Going Direct: 737 Max Catastrophe: A Strong Theory Emerges

The Ethiopian Airlines Boeing 737 Max that crashed killing all 157 aboard shortly after departing from Addis Ababa, is seen here on a previous flight. (photo courtesy: LLBG Spotter)

The crash of Ethiopian Airlines Flight 302 at Addis Ababa has never been a complete mystery. The accident, which claimed the life of all 157 onboard, seemed from the beginning likely to be related to the MCAS system that Boeing installed on the 737 Max to help it pass its flying qualities tests with the FAA and achieve certification quickly, allowing Boeing to bring the new 737 version to market to compete against the Airbus A320neo. And on the heels of the MCAS-related Lion Air 610 disaster in late October, the Ethiopian mishap had the telltale signs of an automation failure from the start. Now new evidence and theories are coming together to likely give investigators a clear picture of what happened and why things happened as they did in that short, horrifying flight of ET 302. That answer is related to facts both common to all airplanes and specific to the 737, and not just the Max.

New Details Emerge From Data Recorder

While many analysts are still discussing this as an accident caused by MCAS, that might or might not be the case depending on how you interpret the evidence. As with the Lion Air 610 crash, which is suspected to have been caused by a faulty angle of attack sensor, which triggered the MCAS to lower the nose, thinking the plane was on the verge of stalling. With Ethiopian Airlines 302 the AOA vane is also suspected as the initial complication. But in this case, there are signs that it broke off altogether before the accident, based both on the flight recorder data and the accident site investigation. It would not be the first instance of an AOA vane breaking off. Bird strikes have been known to take them out.

That is what Peter Lemme, a former Boeing engineer, writes in his blog, satcom.guru, going into some detail about the possibilities, developing in the process a very credible scenario for the accident chain of events.

Regardless of whether the vane broke off or not, it was disabled, based on the recorder data. The faulty sensor data it supplied the AOA would have activated MCAS, which would have then trimmed nose down, aggressively so, causing the nose to drop, to which the pilot flying, the captain according to the FDR data, continually trimmed against MCAS, which would re-engage after a few seconds. On two occasions the crew engaged the autopilot, only for it to disengage after a short time. Early in the flight the captain reduced angle of attack and also commanded flaps up. The airplane was accelerating rapidly and the crew was already struggling with control. And to complicate matters immensely, the left side stick shaker started going off early on and continued throughout the flight.

Power Management

There were several questionable calls the crew made during the short and tragic flight. But several of these are part of basic flying skill. In an airplane that was accelerating toward disaster, the first thing a pilot should do is pull back on the power, but the accident pilots kept the engines spooled up to max continuous thrust, causing the overspeed horn to go off, which it continued doing throughout the flight.

One very troubling report is that the crew turned off the electric trim, which deactivates the MCAS functions, only to turn it back on again, all as they were fighting to gain control of the plane. Some observers have weighed in that the reactivation of electric trim was inexplicable, but it’s not. There are, in fact, almost always compelling reasons that pilots take action during an emergency, even when those reasons reflect a misunderstanding of the systems, resulting in intensifying the emergency.
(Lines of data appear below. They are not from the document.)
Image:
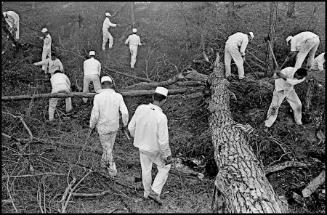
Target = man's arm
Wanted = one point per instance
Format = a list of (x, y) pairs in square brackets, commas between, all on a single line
[(163, 137), (94, 114), (244, 45)]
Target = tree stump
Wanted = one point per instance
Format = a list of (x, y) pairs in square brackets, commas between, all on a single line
[(241, 185)]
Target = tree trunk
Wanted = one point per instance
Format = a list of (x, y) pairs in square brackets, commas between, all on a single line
[(272, 23), (89, 95), (241, 185), (132, 15), (290, 9)]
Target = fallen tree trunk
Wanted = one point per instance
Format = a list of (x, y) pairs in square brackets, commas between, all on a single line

In the case of the crew of ET 302, evidence suggests that the reason they reactivated electric trim is that after deactivating it earlier, they found that they couldn’t manually trim the plane. So they went back to electric trim, which, while not solving the problem, at least did something, and might buy them additional time.

But why they couldn’t manually trim the plane very likely had everything to do with airspeed control. The pilots, remember, left in full power, and as MCAS trimmed the plane nose down and it accelerated to well over its max allowable speed, the aerodynamic forces quickly multiplied, giving the manual trim a much heavier load to work against. Add to that the fact that MCAS had trimmed the plane nose down and it’s very likely the manual trim felt as though it were welded in place.
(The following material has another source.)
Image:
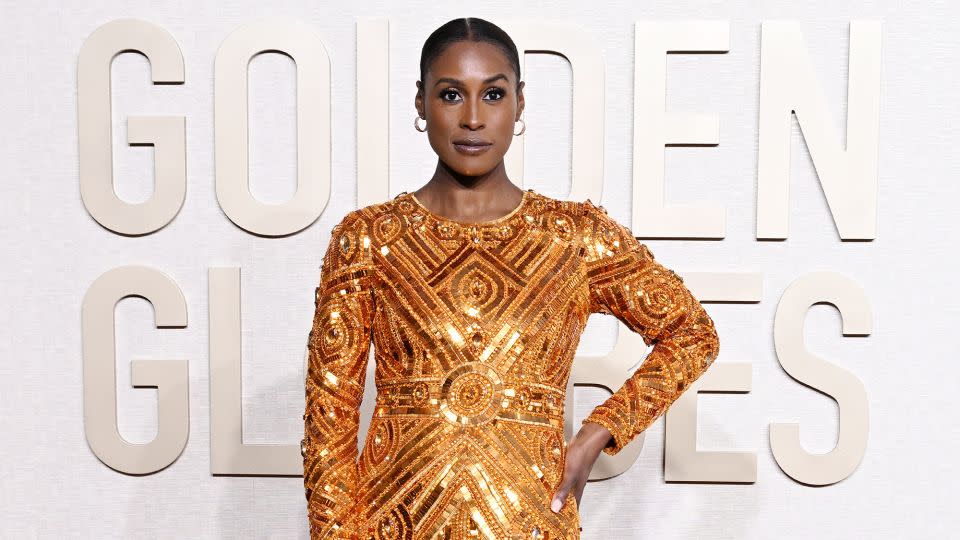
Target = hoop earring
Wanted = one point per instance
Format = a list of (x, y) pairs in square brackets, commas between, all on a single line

By slowing down might the crew been able to manually trim and thereby arrest the lethal descent? Maybe, maybe not. It was the right thing to do regardless, but the 737 (and every jet) can get to a flight condition at very high speeds where large trim corrections cause an unrecoverable pitch over. That appears to have happened with Ethiopian 302. Its descent angle as it dove toward the ground was a horrifying 40 degrees nose down. During that descent the captain and first officer both pulled back on their control columns, almost certainly with all their might, but there was nothing they could have done to prevent disaster by that time. 

In concluding his analysis in a recent blog post, Lemme sums up both the temptation to blame the crew for their actions or inactions and why that is the wrong approach to take.
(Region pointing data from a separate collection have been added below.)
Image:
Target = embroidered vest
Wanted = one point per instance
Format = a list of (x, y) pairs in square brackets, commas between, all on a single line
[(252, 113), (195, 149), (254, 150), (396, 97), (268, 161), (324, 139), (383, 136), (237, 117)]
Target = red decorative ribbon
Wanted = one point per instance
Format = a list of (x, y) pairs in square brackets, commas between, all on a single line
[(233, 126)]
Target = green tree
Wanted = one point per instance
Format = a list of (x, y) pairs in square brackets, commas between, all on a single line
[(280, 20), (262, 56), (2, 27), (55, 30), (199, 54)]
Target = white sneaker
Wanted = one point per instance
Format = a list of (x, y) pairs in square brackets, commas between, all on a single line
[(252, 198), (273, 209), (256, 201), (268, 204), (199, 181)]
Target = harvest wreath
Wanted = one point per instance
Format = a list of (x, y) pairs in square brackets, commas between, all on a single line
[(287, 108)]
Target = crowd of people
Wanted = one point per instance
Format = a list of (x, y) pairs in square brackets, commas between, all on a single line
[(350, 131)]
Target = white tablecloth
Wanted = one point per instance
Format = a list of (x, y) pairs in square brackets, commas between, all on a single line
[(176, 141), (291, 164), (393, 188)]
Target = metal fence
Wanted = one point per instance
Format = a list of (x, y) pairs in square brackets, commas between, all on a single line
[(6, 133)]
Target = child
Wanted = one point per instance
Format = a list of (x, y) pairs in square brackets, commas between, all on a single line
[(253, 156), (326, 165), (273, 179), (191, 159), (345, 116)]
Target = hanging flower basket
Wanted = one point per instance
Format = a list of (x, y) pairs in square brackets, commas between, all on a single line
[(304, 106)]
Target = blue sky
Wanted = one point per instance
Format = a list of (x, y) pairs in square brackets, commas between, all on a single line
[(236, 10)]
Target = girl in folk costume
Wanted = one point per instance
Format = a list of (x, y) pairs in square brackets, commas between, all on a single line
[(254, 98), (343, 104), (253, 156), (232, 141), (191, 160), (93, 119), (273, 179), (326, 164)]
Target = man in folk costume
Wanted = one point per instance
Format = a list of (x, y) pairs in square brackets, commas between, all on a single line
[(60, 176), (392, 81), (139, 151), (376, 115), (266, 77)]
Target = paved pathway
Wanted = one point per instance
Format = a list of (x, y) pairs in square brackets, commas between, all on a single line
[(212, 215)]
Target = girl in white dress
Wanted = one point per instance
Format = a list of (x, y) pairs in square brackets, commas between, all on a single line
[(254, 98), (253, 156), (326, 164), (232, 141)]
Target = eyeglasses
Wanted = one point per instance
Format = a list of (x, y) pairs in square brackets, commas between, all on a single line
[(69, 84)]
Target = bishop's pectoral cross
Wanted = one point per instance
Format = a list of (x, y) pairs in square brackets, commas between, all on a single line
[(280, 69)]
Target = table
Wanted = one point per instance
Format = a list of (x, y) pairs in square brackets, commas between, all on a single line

Human Factors is a science to understand what prevented a pilot from taking the expected action. It is easy to pontificate from a distance. Even the flight crews lost in these accidents would agree what they should have done in hindsight. The challenge is understanding why they made the choices they made and what would have directed them to a better outcome.

 It’s an important goal, to work toward understanding what the crew could have done to affect a better outcome in part because the actual outcome could not have been any worse.